The FDA has just approved a device developed by Synapse Biomedical (Oberlin, Ohio) to help paralyzed patients breathe without a traditional ventilator the same one implanted in Christopher Reeve in 2003 which allowed him to be ventilator-free for 20 hours a day.
"If you think about where cardiac pacing was in the early 1950s and 1960s, that is where we are with pulmonary rhythm management now," Anthony Ignagni, Synapse president/CEO, told Medical Device Daily.
The NeuRx DPS for ventilator-dependent spinal cord injury (SCI) patients who lack voluntary control of their diaphragms is implanted through minimally invasive laparoscopic surgery. It provides electrical stimulation to muscles and nerves that run through the diaphragm.
When stimulated by the NeuRx DPS, the diaphragm contracts, mimicking natural breathing, and allows air to fill the upper and lower parts of the lungs rather than forcing air in with a mechanical ventilator.
"Our first patient was implanted in March 2000 and has been using it ever since 24 hours a day, seven days a week," Ignagni said. "Over half of our patients can use it full time. We set a minimum bar to say it's successful at four hours of continuous use. We've implanted patients who are 27 years post-injury."
Ignagni said 140 patients have been implanted to date via clinical trials.

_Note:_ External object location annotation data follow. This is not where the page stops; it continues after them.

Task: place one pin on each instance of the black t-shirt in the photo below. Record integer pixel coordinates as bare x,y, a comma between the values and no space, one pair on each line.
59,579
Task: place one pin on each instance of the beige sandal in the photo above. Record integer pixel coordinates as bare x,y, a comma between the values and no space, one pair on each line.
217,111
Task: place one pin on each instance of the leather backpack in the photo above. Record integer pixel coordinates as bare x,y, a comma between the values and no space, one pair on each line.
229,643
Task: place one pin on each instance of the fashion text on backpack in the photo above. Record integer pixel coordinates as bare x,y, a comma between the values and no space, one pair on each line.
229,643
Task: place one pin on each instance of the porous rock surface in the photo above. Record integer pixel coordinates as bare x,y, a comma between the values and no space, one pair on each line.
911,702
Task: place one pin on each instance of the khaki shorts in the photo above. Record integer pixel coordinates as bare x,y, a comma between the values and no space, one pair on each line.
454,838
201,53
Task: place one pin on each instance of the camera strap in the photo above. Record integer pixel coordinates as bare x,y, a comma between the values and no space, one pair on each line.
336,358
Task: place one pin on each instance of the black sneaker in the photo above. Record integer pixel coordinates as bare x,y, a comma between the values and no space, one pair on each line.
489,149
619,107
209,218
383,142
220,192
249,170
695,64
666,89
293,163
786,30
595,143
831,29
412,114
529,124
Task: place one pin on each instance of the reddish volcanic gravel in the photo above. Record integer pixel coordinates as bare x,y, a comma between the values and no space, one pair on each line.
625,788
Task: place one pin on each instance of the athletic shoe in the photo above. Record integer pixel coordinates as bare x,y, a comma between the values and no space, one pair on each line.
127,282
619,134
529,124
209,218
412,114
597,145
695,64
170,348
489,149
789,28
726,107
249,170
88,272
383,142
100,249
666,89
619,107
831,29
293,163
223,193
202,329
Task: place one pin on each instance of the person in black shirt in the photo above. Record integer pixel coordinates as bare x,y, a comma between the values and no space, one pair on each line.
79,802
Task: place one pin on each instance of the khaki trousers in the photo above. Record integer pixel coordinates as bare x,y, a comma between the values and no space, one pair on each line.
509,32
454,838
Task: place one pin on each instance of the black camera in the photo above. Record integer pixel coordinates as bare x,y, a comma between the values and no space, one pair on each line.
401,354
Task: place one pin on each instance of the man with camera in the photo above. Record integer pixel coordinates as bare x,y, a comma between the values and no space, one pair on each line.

The FDA approval is based on studies of 50 patients implanted with the device in clinical trials at hospitals in the U.S. and Canada. All of the implanting surgeons were trained under the direction of Raymond Onders, MD, director of minimally invasive surgery at University Hospitals (Cleveland) and a founder, board member and shareholder of Synapse.
In the clinical trial, NeuRx DPS allowed 98% of SCI patients who had been dependent on mechanical ventilation via a tracheostomy with an alternative that allowed them to breathe normally and live more active lives. To date, more than half are able to completely eliminate their need for mechanical ventilation.
The NeuRx DPS is controlled via a four-channel, battery-powered external pulse generator, which negates the need for a source of electricity and the concern for power outages.
Elimination and reduction of the use of a mechanical ventilator also greatly reduces the patient's risk of complications such as ventilator acquired pneumonia, which occurs in 50% of SCI patients.
The best patient candidates are those with high-level spinal cord injury with stimulatable diaphragms, but who lack control of their diaphragm, resulting in the need for mechanical ventilation. The majority of these eligible patients have been hurt through motor vehicle accidents and sports injuries.
During outpatient surgery, four dime-size holes are created in the abdominal region. The surgeon then inserts a laparoscope so that the diaphragm muscle can be seen. Small electrodes are placed within the diaphragm and attached through wires under the skin to a small external battery-powered pulse generator that stimulates contraction of the diaphragm muscle, allowing the patient to breathe.
Patients need a short rehabilitation period so that their weakened diaphragms can be strengthened, gradually allowing increasing amounts of time off the ventilator. Over time, many are able to free themselves completely from the ventilator.
The NeuRx DPS was developed over the course of 20 years through a joint effort of physicians and engineers at several institutions, including University Hospitals Case Medical Center, Case Western Reserve University and the Veterans Affairs Medical Center.
"Fortunately, spinal cord injury comprises a small market: 500 new injuries per year in the U.S.," Ignagni said. "What we intended was to use this as an initial application. Now we've moved into Lou Gehrig's disease, which has five times as many patients. We're also looking at other applications in intensive care."
With a price tag of $31,000 (not including surgical implantation costs), the NeuRx DPS is a cost-efficient therapy for patients who need help breathing compared to home mechanical ventilation, which runs up to $180,000 per year, Ignagni said.
The company was able to recoup costs during its testing period with a Category B1 classification and Medicare provided blanket coverage, "so we expect to see good results as we're seeking Medicare reimbursement."
Synapse is manufacturing the NeuRx DPS in-house with no partners, yet.
"As we're moving through these smaller markets, SCI and amyotrophic lateral sclerosis, we haven't see a lot of interest from the larger players," Ignagni said. "But as we move into intensive care and other, larger markets, the interest will come."
Synapse is currently in the midst of a private fund-raising effort which started in May.
The NeuRx DPS received the CE mark in November 2007 and is approved for treating patients with diaphragm dysfunction in the European Union.